I'm attempting to implement a simple typed lisp in the TypeScript type system, drawing inspiration from JSON Logic, but with types. Here is an example of what that looks like:

/**
 * Given a context object C, this type will allow you to construct
 * expressions that can reference that context and perform operations
 * on the data therein.
 *
 * Not shown below are the definitions for 
 *   JSONData: A simple typed representation of JSON non-object) in a 
 *   JSONPath: A union type of a terminal paths (i.e. 
 *             given JSON object.
 *   JSONPathValueType: The value type for a given path in a JSONObject
 */

type Expr<A extends JSONData, C extends JSONData> = A extends number
  ?
      | number
      | Ref<number, C>
      | ['+', ...Expr<number, C>[]]
      | ['first', Expr<number[], C>]
  : A extends JSONObject
  ? JSONObject | Ref<JSONObject, C>
  : A extends JSONArray<infer T>
  ?
      | T[]
      | Ref<T[], C>
      | ['map', Expr<JSONArray, C>, Expr<T, C>]
  : never;


type Ref<T, C extends JSONData> = {
  [P in JSONPath<C>]: JSONPathValueType<P, C> extends T ? `$.${P}` : never;
}[JSONPath<C>];

Given the above definition, the following are all valid typed expressions:

type Context = { foo: 1; bar: { baz: 2; bin: [5]; buz: [{ fiz: 3 }] } };
type SampleNumberExpr = Expr<number, Context>;

const two: SampleNumberExpr = ['+', 1, 1];
const three: SampleNumberExpr = ['+', '$.foo', '$.bar.baz'];
const four: SampleNumberExpr = ['first', [4, 5, 6]];
const five: SampleNumberExpr = ['+', 1, ['first', [4, 5, 6]]];
const six: SampleNumberExpr = ['+', '$.foo', ['first', '$.bar.bin']];

However I start to get into trouble when I try to implement and use the map functionality. Ideally I would be able to use the same Ref $.* notation in the context of an expression to access each item within the provided list:

const doesNotWork: SampleNumberExpr = 
  ['first', ['map', '$.bar.buz', ['+', '$.item.fiz', 1]]]

Yet every attempt I have made to implement this functionality is met with either type errors or the Type instantiation is excessively deep and possibly infinite. compiler error.

Specifically, trying to create a new context for the map functionality to be able to Ref, where the $.item key matches the type of each element of the inputted Array Expr is where I'm stuck. Obviously this is all beyond where the TS type system is really intended to go, but I have this intuition that it should be possible – I would love any help in finding out if that is, in fact, the case.

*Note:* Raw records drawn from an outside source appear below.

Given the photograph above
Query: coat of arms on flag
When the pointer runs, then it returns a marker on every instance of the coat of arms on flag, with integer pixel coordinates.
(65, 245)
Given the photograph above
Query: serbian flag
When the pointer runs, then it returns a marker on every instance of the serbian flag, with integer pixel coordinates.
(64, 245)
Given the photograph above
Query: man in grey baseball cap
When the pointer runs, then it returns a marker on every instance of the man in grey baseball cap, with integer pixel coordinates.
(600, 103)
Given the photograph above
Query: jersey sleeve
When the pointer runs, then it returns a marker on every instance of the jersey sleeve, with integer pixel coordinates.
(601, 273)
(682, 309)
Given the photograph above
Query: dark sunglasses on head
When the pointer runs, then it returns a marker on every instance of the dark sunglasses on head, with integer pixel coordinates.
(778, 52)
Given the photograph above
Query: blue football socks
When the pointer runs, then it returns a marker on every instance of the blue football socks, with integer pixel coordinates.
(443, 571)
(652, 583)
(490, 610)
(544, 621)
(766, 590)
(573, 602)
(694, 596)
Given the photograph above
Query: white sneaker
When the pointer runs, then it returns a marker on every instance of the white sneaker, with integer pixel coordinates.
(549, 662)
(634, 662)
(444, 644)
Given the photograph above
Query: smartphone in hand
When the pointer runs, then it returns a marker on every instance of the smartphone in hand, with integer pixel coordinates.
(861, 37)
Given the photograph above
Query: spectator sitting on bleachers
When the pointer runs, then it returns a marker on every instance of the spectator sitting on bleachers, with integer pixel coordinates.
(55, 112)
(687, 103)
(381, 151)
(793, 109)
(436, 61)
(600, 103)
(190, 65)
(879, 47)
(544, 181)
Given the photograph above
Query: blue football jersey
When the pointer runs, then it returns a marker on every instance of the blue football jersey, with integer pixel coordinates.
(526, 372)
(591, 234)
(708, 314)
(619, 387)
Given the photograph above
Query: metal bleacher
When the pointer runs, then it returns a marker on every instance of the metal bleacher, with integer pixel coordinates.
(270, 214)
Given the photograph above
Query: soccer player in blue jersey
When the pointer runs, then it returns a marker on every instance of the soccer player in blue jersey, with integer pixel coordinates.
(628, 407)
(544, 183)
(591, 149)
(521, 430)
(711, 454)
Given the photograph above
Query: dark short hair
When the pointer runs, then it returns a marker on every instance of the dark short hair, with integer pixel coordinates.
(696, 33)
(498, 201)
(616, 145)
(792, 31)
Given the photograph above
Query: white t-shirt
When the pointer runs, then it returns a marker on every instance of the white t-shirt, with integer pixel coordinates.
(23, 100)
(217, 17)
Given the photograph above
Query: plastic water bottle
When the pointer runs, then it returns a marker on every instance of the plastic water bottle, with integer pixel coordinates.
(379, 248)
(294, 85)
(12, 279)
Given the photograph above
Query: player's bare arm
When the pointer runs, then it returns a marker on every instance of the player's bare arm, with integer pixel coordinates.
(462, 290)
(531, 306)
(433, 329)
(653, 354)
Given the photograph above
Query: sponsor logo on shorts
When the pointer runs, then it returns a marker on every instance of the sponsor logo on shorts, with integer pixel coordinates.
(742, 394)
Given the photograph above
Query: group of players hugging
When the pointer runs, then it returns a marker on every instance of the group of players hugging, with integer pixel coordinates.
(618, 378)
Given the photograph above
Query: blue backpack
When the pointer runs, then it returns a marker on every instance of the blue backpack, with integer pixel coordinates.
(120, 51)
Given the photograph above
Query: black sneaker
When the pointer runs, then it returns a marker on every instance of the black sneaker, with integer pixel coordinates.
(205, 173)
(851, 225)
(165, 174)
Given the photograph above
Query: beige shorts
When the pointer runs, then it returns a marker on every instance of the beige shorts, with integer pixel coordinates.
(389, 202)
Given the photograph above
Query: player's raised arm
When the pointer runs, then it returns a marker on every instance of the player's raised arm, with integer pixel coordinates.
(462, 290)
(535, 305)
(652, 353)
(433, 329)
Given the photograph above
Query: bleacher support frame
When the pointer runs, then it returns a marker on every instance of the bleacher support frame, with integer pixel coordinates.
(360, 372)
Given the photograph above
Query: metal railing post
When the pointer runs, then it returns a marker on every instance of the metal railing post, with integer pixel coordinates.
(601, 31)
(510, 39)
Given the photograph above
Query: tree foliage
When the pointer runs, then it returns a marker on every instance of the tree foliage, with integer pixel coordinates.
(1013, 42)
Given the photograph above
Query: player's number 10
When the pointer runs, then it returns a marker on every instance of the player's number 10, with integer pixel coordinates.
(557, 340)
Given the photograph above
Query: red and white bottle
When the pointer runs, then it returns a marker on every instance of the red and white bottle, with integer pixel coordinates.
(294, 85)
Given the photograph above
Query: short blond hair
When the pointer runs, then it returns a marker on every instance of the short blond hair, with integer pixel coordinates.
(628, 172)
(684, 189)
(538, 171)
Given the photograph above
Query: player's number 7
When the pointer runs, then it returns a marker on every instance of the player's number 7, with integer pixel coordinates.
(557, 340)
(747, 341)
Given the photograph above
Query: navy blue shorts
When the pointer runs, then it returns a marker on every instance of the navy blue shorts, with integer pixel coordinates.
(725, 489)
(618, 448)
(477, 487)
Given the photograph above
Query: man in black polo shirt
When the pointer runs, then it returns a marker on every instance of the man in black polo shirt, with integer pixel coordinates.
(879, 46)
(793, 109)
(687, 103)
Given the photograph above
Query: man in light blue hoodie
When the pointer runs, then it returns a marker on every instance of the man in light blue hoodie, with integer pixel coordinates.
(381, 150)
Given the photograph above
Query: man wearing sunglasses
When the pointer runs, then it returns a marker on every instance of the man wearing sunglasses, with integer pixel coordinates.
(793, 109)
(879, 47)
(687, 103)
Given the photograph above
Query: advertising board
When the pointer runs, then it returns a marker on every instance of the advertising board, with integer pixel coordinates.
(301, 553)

EDIT For those who want to play around with this, here is a full playground example

Tobias S.
  • 21,159
  • 4
  • 27
  • 45
wvandaal
  • 4,265
  • 2
  • 16
  • 27
  • Do you think you could try to pare this down to a [mre] that displays your issue but has fewer moving parts? I don't know if people are likely to dig all the way through this as it's currently written. – jcalz Nov 19 '22 at 20:59
  • Without something more tractable it looks like you are passing `C` down as-is in places where it should be transformed into something that drills down and keeps track of where you are in the tree. [See playground link](//tsplay.dev/wOA0rm). See how I refactored to give the chunks of your things names, so that the quickinfo actually gives you relatively modest unions of named types instead of a dramatic explosion of names. I reached the place where you've got `Expr` and expecting `"$.item.fiz"` to match, and of course it doesn't since `Context` knows nothing about `$.item`. – jcalz Nov 19 '22 at 21:25
  • But as for how to *fix* it, well, I'm not inclined to wade farther into this. It's just too complex. If you pare it down to a toy example with the relevant issue, with an attempt to do the drilling down that's missing here, maybe I could take another look? Or maybe someone else will come along. Anyway if you do [edit] and want to ping me about it, mention @jcalz in a comment. Good luck! – jcalz Nov 19 '22 at 21:28
  • 1
    I feel like it's a lot easier if instead of a type it was a function i.e. `lisp(...)`. – kelsny Nov 28 '22 at 15:03
  • Is there a specific reason why you're using tuples containing the operation at the first position instead of records? – WolverinDEV Nov 28 '22 at 18:16
  • @WolverinDEV mainly just that they're more similar to Lisp S-Expressions. I've actually also tried Record types, but they behave in much the same way. – wvandaal Nov 28 '22 at 18:23
  • Okey I just asked since I'm playing around with record types as they're more readable for me. – WolverinDEV Nov 28 '22 at 18:33
  • Credit to @caTS for the inspiration to solve this problem using functions – wvandaal Nov 28 '22 at 20:55
  • I'm still waiting for someone to hopefully do this without functions. I also feel like this is possible but is just out of arm's reach. Bounty will go to your self-answer if no one else answers. – kelsny Dec 01 '22 at 20:32

1 Answers1

0

Answering this question and providing more context in the hopes that this helps people who have also been struggling with this type of issue. I will try to also address the critiques raised by @jcalz in the comments section of the original question.

First, some context

I'm currently working on a rules engine for automating the execution of tasks in an event-driven AWS cloud backend. The goal is for a user to be able to specify an abstract definition of what they would like to be done in response to a certain event taking place, storing that definition in a database, and then executing a concrete action when an instance of the event(s) in question take place.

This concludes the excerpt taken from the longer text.